L’inflation des dépenses communales, supérieure à celle subie par les ménages

Finances locales

Finies les baisses de dotations : les communes doivent désormais contribuer à l’effort de redressement des comptes publics en limitant l’évolution de leurs dépenses. Cette contrainte s’ajoute à l’inflation qui pèse sur les communes (1 % sur un an), nettement plus importante que celle qui touche les ménages.

Avec une augmentation de 1 % sur un an à la fin du 1er semestre 2017, l’indice de prix des dépenses communales est supérieur de 0,3 % à l’inflation hors tabac supportée par les ménages, qui n’est que de 0,7 % pendant la même période. L’Association des Maires de France et la Banque postale Collectivités locales ont rendu publique cette information le 21 novembre, à l’occasion du 100e congrès des maires de France. Un chiffre qui tombe mal, alors que le gouvernement demande aux collectivités de limiter la hausse de leurs dépenses de fonctionnement à + 1,2 % par an et leur capacité de désendettement à moins de 13 années de capacité d’autofinancement brute, pour contribuer au redressement des finances publiques. Les 319 collectivités les plus importantes, à l’origine des deux-tiers de la dépense locale, s’engageraient par contrat de façon automatique. Pour les autres, la limite pourrait être seulement indicative ou faire l’objet d’une contractualisation pour accéder à la deuxième part de la dotation de soutien à l’investissement local (DSIL). Une commune qui ne respecterait pas le taux d’évolution des dépenses pourrait être sanctionnée par une baisse individualisée des dotations l’année suivante.

Si l’on retire du calcul les charges financières, indices très volatils qui ralentissent la progression des dépenses communales (cf. encadré), l’indice augmente de 1,6 % à la fin du 1er semestre 2017. Soit une inflation plus de deux fois supérieure à celle des ménages hors tabac. Par ailleurs, entre 1999 et 2016, les communes ont subi une hausse des prix supérieure de 0,5 % à celle des ménages.

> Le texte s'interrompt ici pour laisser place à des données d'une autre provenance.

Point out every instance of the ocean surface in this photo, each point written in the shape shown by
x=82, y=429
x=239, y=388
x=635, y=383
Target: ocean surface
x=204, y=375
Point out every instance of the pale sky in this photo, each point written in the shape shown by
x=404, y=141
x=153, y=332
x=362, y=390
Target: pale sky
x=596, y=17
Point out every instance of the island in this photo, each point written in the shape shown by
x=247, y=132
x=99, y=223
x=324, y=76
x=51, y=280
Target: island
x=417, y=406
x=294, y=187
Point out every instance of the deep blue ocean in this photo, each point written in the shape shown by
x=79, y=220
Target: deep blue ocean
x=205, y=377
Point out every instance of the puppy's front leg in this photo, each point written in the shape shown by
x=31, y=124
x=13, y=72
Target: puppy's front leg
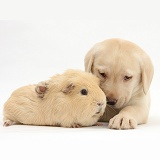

L’indice de prix des dépenses communales reflète le prix du « panier » des biens et services qui constituent les dépenses des collectivités. Son évolution permet d’évaluer la hausse des prix supportée par les communes, indépendamment de leurs choix de dépenses. L’indice est sensible à la fois à la variation, même modérée, des indices qui pèsent le plus dans sa composition et aux très fortes fluctuations de certains indices, même si leur poids est plus modeste.

Marie Gasnier

 

L’indice se fonde sur différents critères pondérés en fonction de leur poids dans les dépenses totales

Il prend en compte notamment :

  • les dépenses de personnel (principal poste de dépenses des communes) qui enregistrent une hausse annualisée de 1,8 % à la fin du 1er semestre 2017, due en particulier aux revalorisations du point d’indice (+ 0,6 % en juillet 2016 et en février 2017) et à l’augmentation du taux de la contribution employeur due à la CNRACL (+ 0,05 point début 2017) ;
  • les coûts de la construction, calculés à partir des index BT01 (pour les bâtiments) et TP01 (pour les travaux publics) ;
  • l’énergie (prix des combustibles et carburants), en hausse de 9,7 % sur les quatre derniers trimestres ;
  • la composante « taux courts » de l’indice des prix des frais financiers – en baisse depuis mi-2014 ;
  • la composante « taux long », en baissière sur une longue période et en diminution de 27 % sur les quatre derniers trimestres ;
  • les dépenses de « communications » et « matériel informatique » – seules composantes de l’indice ayant enregistré des baisses significatives et quasi continues depuis 1999.